Nine months before he was sued by his former ilustrator for payments over their "Walking Dead" comic book and the TV show it spawned, Robert Kirkman made a joke he probably regrets now.
Asked during a podcast how a comic book writer should find an artist to draw his or her stories, Kirkman dryly replied, "Trickery and deceit."
On Thursday, Kirkman's original "Walking Dead" artist, Tony Moore, accused him of exactly that. Moore alleges in a lawsuit that Kirkman, a childhood friend with whom he collaborated on several comics, tricked him into surrendering his rights to them in 2005 in exchange for payments that never came. Kirkman calls the allegations "ridiculous."
But his "trickery and deceit" joke, lighthearted and ironic as it may have been, is almost certain to come under scrutiny if the case goes to trial. Moore's attorney said Friday he was unaware of the podcast comments until TheWrap asked about them.
"As the saying goes, in all humor there's truth," said the attorney, Devin McRae. "And also, I think from my client's perspective, Mr. Kirkman is clearly speaking from experience."
A representative for Kirkman did not immediately respond to a request for comment on the podcast remarks. But Kirkman said in a statement Friday that Moore regularly receives payment for his illustrations and royalties for the show.
"We each had legal representation seven years ago and now he is violating the same contract he initiated and approved and he wants to misrepresent the fees he was paid and continues to be paid for the work he was hired to do," Kirkman said.
Kirkman made the "trickery and deceit" joke during a Q&A for the Nerdist podcast. Its host, comedian Chris Hardwick, was later named the host of AMC's "Talking Dead" talk show, which follows new episodes of "The Walking Dead."
The critically acclaimed zombie epic, the highest-rated drama on basic cable, returns Sunday night for the second half of its second season.
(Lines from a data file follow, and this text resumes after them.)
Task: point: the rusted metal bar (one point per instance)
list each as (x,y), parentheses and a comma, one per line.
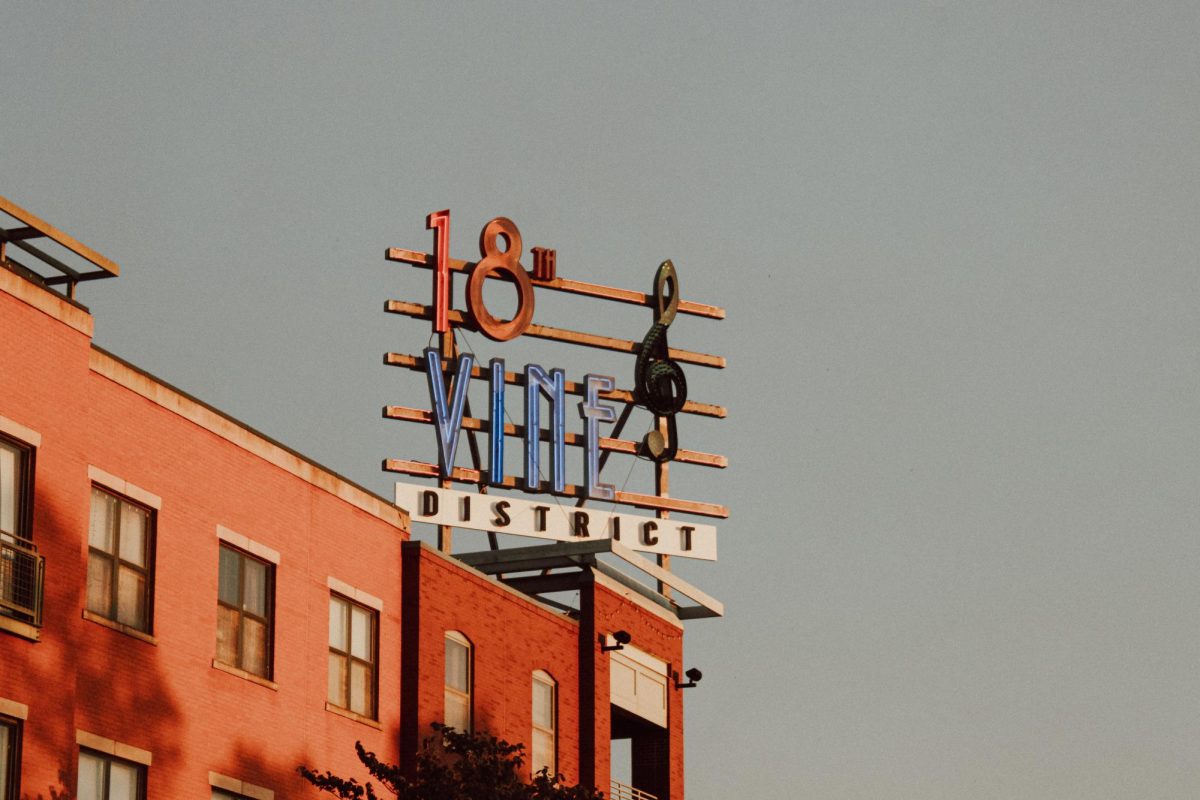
(473,425)
(573,388)
(51,232)
(15,234)
(426,260)
(420,311)
(474,476)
The appreciative Nerdist audience laughed at the obvious, intentional irony of Kirkman's joke: Of course, his tone suggested, he wasn't really advocating trickery and deceit.
But the lawsuit adds a layer of irony that Kirkman never intended. Especially because he followed it with a long answer about the potential hazards for comics artists of working with new, unproven writers who may or may not be legit.
Starting in 2003, Moore illustrated the first six issues of "The Walking Dead" and drew covers for 18 more. He had also worked with Kirkman on other comics, including "Battle Pope," which they self-published together in 2000.
Clashes between comic book writers and illustrators go back almost as far as comic books: "Batman" creator Bob Kane and illustrator Jerry Robinson disagreed until Kane's death in 1998 about who deserved credit for creating The Joker — Kane and writer Bill Finger, or Robinson.
Kirkman's remarks during the podcast suggested that he would never cheat an artist. He suggested a jocular familiarity with Moore by joking that when he met him in seventh grade, Moore was "hot" — and remains so today.
He also explained how they came to work together.
"I lucked out in that I met Tony Moore in the seventh grade, and so after we graduated… I basically went to him and was like, hey, let's do this comic book called 'Battle Pope,' like what up?"
He said self-publishing "Battle Pope" with Moore helped him find other artists' online and win their trust.
"Because I had gotten 'Battle Pope' published, when I went to people online and I was like, 'Hey I've got this thing'… I seemed somewhat legit, despite not being legit at all," he said, with a large dose of self-deprecation. "So they trusted me and I was able to do that and people would agree to do books with me."
He added: "But it's very hard if you haven't done that, because there's hundreds of people that are contacting artists that are on… different websites all the time going, 'Hey, you want to do a book with me?' And you don't know who that guy is, and a lot of times artists get screwed where peole are like, 'Oh, let's do a book together and I'll pay you or I won't pay you… people are a little squirelly."
He ended by repeating his proven laugh line: "So I would advise trickery and deceit."
Moore said he agreed to sign over his rights to his collaborations in exchange for a cut of their earnings. But he said he has not received the earnings, or been allowed to look over Kirkman's books, as they had agreed in a 2005 contract.
In an interview with TheWrap this week, before the lawsuit was filed, Kirkman suggested he welcomes collaboration. He said he was happy to lose fights with the show's writers about what should become of the characters he created.
"I would be the most arrogant person in the world if I thought that something I wrote 10 years ago was absolutely better than anything a room of eight people on top of their game could come up with. That's just absurd," he told TheWrap.
Pamela Chelin contributed to this story.